MtbEvolution / resR_Project

2 stars 0 forks source link

Unfixed pipeline script Unfixed_SNP_calling.sh: sample-specific and global parts ? #7

Open weiju opened 7 months ago

weiju commented 7 months ago

Hi, while trying to reproduce the published results for the Unfixed pipeline, we are coming across some parts that don't quite work when running the script Unfixed_SNP_calling.sh on individual samples. There is this code section in the script

#filter list of highly repeated mutations with similar mutational frequency
#for those unfixed mutations that arise >=5 times in the 50K isolates, further check their reliability based on 1) the ratio in "markkept"; 2) the distribution of the mutational frequency.
cat *mixmarkkept > all_KEPT.txt; perl ~/script/loci_freq_count.pl all_KEPT.txt >kept_repeat.txt
cat *mixmark > all_MIX.txt;perl ~/script/loci_freq_count.pl all_MIX.txt > mix_repeat.txt
perl ~/script/repeat_number_merge.pl mix_repeat.txt kept_repeat.txt > merge_kept_mix.txt
perl ~/script/ratio.pl merge_kept_mix.txt > merge_kept_mix_ratio.txt
awk '$4>=5' merge_kept_mix_ratio.txt |awk '$6>0.6'|cut -f1|while read i;do echo $i > $i.per5up.txt;grep -w $i all_KEPT.txt|cut -f12 >> $i.per5up.txt;done
paste *per5up.txt > 5up_0.6_paste.txt
perl ~/script/stdv.pl 5up_0.6_paste.txt |awk '$2<0.25'|cut -f1 > 5up_0.6_0.25.list
perl ~/script/freq_extract.pl 5up_0.6_0.25.list 5up_0.6_paste.txt > 5up_0.6_0.25.txt
awk '$4>=5' merge_kept_mix_ratio.txt|cut -f1 > 5up.list
perl ~/script/repeat_loci.pl 5up_0.6_0.25.list 5up.list > 5up_remove_loc.list

and if we try to run this on a per-sample basis, the script will fail after the first awk line.
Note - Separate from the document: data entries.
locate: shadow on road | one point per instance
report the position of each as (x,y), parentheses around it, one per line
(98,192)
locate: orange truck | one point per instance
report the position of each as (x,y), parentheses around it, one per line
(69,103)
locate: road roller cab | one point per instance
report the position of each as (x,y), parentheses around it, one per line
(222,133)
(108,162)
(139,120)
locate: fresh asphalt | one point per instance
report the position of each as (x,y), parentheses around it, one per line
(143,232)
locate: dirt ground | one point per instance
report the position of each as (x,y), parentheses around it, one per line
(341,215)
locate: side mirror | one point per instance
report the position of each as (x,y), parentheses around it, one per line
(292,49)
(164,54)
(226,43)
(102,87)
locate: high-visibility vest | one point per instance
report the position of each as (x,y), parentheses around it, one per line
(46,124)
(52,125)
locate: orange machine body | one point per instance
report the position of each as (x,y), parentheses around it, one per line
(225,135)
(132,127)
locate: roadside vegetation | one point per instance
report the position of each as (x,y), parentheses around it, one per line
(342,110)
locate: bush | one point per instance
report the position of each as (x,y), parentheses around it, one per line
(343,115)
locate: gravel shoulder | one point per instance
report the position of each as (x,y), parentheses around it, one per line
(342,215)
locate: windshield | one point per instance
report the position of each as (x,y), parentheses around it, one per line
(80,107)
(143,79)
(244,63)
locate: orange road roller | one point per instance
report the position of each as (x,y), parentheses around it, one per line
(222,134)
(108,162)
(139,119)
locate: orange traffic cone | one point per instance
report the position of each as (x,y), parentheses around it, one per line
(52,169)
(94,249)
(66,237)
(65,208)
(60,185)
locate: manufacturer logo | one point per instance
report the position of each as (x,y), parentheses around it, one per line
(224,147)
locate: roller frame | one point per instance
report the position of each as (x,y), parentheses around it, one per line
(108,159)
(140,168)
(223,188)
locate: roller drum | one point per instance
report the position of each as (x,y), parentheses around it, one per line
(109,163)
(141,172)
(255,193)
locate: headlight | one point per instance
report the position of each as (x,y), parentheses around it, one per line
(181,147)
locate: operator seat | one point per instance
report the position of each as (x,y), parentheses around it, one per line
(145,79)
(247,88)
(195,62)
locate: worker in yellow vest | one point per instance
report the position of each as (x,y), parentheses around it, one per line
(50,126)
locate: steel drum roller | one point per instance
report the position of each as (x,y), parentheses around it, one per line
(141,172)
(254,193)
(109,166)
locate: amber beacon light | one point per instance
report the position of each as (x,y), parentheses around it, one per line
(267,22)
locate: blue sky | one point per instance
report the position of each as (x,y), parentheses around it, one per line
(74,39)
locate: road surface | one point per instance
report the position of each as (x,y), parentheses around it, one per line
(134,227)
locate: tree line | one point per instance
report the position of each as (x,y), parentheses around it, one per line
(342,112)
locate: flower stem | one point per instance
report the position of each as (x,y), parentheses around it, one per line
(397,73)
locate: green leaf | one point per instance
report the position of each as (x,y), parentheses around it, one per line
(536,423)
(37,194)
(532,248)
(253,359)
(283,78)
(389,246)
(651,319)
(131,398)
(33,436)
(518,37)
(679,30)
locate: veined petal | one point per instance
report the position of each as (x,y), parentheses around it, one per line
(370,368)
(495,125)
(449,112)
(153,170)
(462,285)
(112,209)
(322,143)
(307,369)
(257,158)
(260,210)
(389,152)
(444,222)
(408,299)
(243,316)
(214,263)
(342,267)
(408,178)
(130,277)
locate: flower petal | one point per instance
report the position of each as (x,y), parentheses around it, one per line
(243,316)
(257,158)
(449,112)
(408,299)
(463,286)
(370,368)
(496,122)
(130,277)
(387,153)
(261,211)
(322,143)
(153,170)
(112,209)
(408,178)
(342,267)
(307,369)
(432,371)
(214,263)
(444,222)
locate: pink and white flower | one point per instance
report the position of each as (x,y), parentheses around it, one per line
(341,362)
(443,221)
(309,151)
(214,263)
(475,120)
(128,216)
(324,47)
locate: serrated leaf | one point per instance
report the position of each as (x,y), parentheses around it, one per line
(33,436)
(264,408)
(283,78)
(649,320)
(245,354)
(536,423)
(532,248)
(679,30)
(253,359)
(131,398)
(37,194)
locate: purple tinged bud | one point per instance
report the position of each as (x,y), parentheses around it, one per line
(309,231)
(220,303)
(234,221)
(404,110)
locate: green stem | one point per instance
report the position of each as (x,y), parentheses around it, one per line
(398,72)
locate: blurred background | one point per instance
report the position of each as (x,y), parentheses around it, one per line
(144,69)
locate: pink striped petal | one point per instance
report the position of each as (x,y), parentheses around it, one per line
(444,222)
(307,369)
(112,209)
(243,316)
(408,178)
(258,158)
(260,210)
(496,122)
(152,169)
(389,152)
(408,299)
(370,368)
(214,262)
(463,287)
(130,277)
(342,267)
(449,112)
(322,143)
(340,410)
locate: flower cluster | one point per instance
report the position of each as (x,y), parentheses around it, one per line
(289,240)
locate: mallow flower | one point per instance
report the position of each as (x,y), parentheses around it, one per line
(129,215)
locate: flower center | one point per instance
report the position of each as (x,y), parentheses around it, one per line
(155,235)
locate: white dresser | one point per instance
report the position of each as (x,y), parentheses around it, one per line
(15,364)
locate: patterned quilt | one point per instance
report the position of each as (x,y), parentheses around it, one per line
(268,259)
In our opinion this part only makes sense if it is run on the results of the entire set of isolates, so this script has both per-sample parts and per all sample parts ? This part

perl ~/script/unfix_scripts/repeatloci_filter.pl 5up_remove_loc.list $markkept > $keptfilt
#annotation of unfixed SNPs
cut -f9-11 $keptfilt > $keptsnp
perl ~/script/1_MTBC_Annotation_mtbc_4411532.pl $keptsnp > $keptanofilt

seems to be per individual sample again ? Would that happen to be the case or are we missing something here ? Appreciate your help !!